Intervention de Sébastien Denaja

Réunion du 24 mai 2016 à 9h30
Commission des lois constitutionnelles, de la législation et de l'administration générale de la république

Photo issue du site de l'Assemblée nationale ou de WikipediaSébastien Denaja, rapporteur de la commission des lois constitutionnelles, de la législation et de l'administration générale de la République :

Ce projet de loi s'inscrit avec cohérence dans l'action menée avec constance par le Gouvernement et la majorité depuis 2012. Il fait écho à un discours célèbre prononcé par François Hollande en janvier 2012 au Bourget et dans lequel l'ennemi avait été désigné : la finance dévoyée, cette finance que nous entendons aujourd'hui démasquer au moyen d'outils comme l'agence Anticorruption.

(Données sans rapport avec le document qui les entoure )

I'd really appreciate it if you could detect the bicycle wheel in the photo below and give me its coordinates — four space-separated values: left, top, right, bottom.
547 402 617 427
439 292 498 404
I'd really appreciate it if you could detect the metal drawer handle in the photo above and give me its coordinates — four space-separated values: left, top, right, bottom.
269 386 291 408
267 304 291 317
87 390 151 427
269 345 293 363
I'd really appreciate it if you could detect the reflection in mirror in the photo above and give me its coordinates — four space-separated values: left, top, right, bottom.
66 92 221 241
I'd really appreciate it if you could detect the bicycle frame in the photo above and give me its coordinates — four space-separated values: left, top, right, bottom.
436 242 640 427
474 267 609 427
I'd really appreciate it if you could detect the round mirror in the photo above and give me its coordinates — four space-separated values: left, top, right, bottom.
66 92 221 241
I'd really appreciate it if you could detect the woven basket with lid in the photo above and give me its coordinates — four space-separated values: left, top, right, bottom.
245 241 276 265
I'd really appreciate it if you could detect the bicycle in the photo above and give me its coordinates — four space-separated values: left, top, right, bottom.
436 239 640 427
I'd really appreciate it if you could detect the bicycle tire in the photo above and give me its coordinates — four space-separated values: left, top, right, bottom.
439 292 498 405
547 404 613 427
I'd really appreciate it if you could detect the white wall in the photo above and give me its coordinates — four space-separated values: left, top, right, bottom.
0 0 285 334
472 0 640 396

Il s'agit d'un texte ambitieux et courageux. Ambitieux, tant son champ est large : favoriser une plus grande transparence de l'action publique, garantir la probité des comportements économiques, améliorer la régulation financière, renforcer les droits des consommateurs et faciliter le financement des entreprises et de l'économie réelle. Courageux, parce qu'il aborde des sujets difficiles et propose des réformes trop longtemps différées : le renforcement de la lutte contre la corruption, la protection des lanceurs d'alerte, la transparence du lobbying.

Je souhaite donc que l'Assemblée nationale, et en particulier les trois commissions qui se sont saisies de ce projet de loi, contribuent à l'enrichir, tout en maintenant sa cohérence d'ensemble. C'est en tout cas l'objectif que je me fixe en tant que rapporteur de la commission des Lois. Je salue l'esprit de co-construction dans lequel nous avons travaillé avec mes deux collègues rapporteurs, Romain Colas et Dominique Potier, et le Gouvernement.

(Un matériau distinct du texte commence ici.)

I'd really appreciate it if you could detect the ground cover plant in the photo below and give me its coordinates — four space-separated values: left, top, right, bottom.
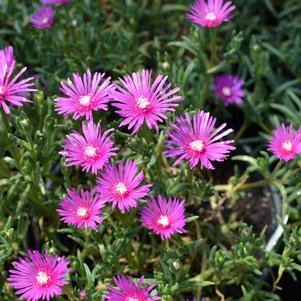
0 0 301 301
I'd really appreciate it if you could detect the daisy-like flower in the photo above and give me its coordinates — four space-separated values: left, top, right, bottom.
141 195 186 239
103 275 161 301
164 111 235 169
55 69 113 120
57 188 104 230
41 0 70 5
31 7 55 29
96 160 152 213
112 70 183 134
0 46 36 114
60 121 118 174
8 251 71 301
214 75 245 106
187 0 235 28
269 124 301 162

En ce qui concerne la prévention et la détection de la corruption, le projet de loi renoue avec l'esprit de la loi du 29 janvier 1993, que le ministre connaît bien. C'est l'honneur de notre majorité d'assumer les engagements internationaux de notre pays et de doter notre législation d'instruments efficaces pour lutter contre les maux de la corruption.

Le Gouvernement nous propose la création d'une agence – que je proposerai de rebaptiser plus simplement Agence française anticorruption – dotée enfin de ressources à la hauteur du défi. Je rappelle en effet qu'en 2012, le SCPC ne disposait plus que de 4,75 équivalents temps plein… En Italie, le service équivalent compte 350 agents ! Cette agence sera notamment chargée de contrôler la mise en oeuvre, par les entreprises condamnées, de la nouvelle peine de mise en conformité prononcée par les tribunaux. Le projet de loi en fait un service à compétence nationale qu'il entoure de certaines garanties d'indépendance fonctionnelle, notamment pour son directeur. Êtes-vous prêt, monsieur le ministre à accueillir favorablement les amendements prévoyant notamment l'inamovibilité de son directeur et visant à étendre les garanties d'indépendance à tous ses agents ?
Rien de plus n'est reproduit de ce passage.